I know "Matrix" is usually defined as any array of numbers or other mathematical objects arranged in rows and columns. But the problem is that seems not really like a rigorous mathematical definition. Cause some notions used in the definition like "Array" or "Arrangement" are ambiguous. I mean Matrix is an important concept which we use it to define other things like operators, vectors, tensors, etc, but Matrix itself is not well defined.
Can we define Matrix in terms of more fundamental notions like sets, n-tuples, maps, functions, etc? Or should we take it as a primitive notion?
Thank you in advance.
You certainly could.
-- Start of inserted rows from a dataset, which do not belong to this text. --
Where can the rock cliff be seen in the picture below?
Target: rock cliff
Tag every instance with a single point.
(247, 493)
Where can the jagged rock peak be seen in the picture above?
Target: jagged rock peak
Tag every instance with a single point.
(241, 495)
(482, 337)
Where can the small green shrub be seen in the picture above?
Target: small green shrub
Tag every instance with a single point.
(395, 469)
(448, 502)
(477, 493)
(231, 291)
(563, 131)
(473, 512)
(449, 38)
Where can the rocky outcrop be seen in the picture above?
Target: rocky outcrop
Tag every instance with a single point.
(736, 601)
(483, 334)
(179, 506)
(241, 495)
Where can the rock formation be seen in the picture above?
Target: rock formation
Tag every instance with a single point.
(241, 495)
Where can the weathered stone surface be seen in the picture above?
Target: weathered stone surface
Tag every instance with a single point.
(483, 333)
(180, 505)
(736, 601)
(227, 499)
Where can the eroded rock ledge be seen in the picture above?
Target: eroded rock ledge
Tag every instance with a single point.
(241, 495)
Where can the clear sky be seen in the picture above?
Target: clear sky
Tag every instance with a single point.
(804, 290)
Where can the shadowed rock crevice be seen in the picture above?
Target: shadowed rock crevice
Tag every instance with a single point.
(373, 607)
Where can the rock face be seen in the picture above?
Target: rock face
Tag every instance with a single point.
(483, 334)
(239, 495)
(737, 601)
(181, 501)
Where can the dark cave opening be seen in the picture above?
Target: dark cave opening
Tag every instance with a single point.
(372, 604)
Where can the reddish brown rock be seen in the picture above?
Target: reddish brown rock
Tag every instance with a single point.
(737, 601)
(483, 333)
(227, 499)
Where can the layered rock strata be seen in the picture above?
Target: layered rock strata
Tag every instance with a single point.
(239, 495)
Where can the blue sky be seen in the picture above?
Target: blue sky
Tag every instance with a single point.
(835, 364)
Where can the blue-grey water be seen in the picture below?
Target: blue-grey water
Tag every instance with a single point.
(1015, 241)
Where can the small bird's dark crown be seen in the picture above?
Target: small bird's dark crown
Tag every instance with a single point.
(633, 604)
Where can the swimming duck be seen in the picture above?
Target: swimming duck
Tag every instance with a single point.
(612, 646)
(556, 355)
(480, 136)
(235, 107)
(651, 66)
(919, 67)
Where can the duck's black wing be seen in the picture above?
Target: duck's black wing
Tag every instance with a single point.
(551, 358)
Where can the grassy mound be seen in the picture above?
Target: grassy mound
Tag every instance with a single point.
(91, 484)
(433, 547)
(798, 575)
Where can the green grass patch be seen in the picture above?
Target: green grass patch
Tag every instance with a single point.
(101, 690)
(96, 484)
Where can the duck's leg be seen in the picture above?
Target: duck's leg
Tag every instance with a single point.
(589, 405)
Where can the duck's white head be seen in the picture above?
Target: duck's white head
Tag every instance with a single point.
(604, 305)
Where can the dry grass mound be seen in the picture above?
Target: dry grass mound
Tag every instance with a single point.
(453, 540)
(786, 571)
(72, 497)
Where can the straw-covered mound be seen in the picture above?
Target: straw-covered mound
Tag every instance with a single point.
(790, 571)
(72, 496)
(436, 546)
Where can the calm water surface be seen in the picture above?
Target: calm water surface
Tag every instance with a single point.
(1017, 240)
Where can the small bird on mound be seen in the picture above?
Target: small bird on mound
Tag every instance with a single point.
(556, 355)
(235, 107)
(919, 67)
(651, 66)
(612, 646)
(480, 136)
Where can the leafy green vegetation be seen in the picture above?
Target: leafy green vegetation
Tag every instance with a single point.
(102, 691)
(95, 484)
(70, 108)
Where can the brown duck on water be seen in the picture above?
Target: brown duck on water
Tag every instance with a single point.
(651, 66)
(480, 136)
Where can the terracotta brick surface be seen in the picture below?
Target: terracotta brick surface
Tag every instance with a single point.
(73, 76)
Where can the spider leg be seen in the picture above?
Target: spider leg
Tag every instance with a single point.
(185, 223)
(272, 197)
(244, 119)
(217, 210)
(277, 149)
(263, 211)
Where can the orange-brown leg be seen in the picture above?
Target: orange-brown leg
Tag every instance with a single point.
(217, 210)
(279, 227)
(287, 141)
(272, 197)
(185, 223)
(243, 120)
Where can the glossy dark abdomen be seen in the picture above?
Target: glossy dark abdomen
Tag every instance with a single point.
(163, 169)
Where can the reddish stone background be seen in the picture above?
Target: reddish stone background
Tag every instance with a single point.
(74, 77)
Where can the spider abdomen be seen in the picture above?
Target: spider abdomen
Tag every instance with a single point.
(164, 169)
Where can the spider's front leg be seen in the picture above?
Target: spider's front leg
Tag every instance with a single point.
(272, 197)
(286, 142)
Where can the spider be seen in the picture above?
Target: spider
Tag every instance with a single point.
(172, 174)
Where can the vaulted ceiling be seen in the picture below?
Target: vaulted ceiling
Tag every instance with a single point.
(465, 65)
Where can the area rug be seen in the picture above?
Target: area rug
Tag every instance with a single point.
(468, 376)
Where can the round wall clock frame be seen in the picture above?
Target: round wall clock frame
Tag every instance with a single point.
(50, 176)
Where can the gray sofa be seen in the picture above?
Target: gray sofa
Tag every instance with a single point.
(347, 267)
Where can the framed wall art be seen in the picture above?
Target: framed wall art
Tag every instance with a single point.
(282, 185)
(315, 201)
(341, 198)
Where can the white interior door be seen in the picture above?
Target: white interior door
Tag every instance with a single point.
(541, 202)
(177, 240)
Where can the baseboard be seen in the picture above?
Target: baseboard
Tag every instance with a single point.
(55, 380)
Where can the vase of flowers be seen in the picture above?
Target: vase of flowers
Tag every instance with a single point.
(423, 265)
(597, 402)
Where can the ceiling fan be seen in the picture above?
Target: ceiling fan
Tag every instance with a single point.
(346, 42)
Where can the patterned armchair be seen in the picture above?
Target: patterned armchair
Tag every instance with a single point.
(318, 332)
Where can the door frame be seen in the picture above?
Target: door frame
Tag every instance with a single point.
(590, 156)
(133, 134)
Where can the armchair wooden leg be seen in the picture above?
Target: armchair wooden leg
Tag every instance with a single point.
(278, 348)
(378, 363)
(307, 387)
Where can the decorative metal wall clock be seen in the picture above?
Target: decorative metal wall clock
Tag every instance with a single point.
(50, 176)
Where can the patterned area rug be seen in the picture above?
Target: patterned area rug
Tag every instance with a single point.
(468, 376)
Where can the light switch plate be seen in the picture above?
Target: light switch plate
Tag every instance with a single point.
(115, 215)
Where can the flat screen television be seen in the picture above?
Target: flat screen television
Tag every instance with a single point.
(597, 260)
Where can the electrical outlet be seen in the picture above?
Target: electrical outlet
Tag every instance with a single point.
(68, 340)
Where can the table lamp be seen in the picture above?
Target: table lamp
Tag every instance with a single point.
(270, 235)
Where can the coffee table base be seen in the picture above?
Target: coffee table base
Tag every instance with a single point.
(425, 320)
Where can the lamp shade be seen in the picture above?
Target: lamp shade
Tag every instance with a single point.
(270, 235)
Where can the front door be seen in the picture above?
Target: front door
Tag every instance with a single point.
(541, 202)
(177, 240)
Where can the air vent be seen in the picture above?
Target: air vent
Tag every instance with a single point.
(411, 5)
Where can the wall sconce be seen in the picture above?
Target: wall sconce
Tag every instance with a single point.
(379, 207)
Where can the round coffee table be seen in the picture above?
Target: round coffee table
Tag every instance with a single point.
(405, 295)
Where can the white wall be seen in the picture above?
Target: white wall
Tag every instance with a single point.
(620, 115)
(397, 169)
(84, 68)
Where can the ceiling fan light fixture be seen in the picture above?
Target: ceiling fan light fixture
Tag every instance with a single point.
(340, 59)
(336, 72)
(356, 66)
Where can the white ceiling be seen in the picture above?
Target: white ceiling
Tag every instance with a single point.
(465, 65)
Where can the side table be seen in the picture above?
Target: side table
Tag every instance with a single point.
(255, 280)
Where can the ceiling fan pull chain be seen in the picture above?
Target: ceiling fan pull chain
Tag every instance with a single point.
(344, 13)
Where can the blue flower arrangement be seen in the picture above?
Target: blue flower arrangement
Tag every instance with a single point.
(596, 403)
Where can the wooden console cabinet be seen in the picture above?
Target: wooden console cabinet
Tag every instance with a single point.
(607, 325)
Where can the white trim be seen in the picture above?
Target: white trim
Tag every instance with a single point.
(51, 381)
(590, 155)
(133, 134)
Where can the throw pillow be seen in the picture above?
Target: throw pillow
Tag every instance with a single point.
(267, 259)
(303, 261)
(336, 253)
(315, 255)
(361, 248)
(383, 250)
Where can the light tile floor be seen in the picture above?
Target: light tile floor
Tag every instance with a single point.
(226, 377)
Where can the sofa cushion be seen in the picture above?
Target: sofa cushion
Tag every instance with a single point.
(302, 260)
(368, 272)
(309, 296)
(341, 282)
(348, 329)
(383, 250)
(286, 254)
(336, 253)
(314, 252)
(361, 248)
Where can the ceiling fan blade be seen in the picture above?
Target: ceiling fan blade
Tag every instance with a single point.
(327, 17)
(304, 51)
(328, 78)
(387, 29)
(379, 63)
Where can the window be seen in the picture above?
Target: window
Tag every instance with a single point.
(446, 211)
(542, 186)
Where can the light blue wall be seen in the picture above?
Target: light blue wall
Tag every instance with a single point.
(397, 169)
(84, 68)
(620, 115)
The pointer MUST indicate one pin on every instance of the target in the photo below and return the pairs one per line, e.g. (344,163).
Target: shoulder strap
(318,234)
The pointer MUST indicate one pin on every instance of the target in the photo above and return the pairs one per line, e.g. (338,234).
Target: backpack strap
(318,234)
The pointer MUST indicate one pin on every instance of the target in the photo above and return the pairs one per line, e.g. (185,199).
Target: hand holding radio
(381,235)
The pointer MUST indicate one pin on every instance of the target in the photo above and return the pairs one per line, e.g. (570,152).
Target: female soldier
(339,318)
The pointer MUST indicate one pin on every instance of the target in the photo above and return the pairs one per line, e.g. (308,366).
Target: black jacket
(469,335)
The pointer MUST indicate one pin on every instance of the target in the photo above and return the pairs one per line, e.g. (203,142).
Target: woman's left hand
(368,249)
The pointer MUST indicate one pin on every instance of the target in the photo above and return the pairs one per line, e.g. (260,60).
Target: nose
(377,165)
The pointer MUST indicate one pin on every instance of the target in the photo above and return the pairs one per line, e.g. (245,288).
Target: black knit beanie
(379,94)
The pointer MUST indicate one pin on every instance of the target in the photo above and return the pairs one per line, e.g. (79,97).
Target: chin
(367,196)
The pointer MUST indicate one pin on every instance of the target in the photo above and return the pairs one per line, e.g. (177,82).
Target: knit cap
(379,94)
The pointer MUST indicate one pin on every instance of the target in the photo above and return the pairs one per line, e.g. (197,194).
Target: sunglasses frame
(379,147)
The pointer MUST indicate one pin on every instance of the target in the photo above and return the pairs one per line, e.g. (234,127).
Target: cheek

For instance, for $m \in \mathbb N$ write $[m]$ for the set $\{1,\ldots,m\}$. Then, you could formally define an $n \times m$ matrix with entries in (say) $\mathbb R$ as a function $[n] \times [m] \to \mathbb R$. Then if $A : [n] \times [m] \to \mathbb R$ is a matrix, you do not write $A(i,j)$ for the $(i,j)$-th entry, but instead $A_{i,j}$.
After using this formal definition, you mostly stop thinking of $A$ as a function to avoid confusion, since $A$ also represents a linear mapping $\mathbb R^n \to \mathbb R^m$, which is really the more important thing here. But formally, it still is a function.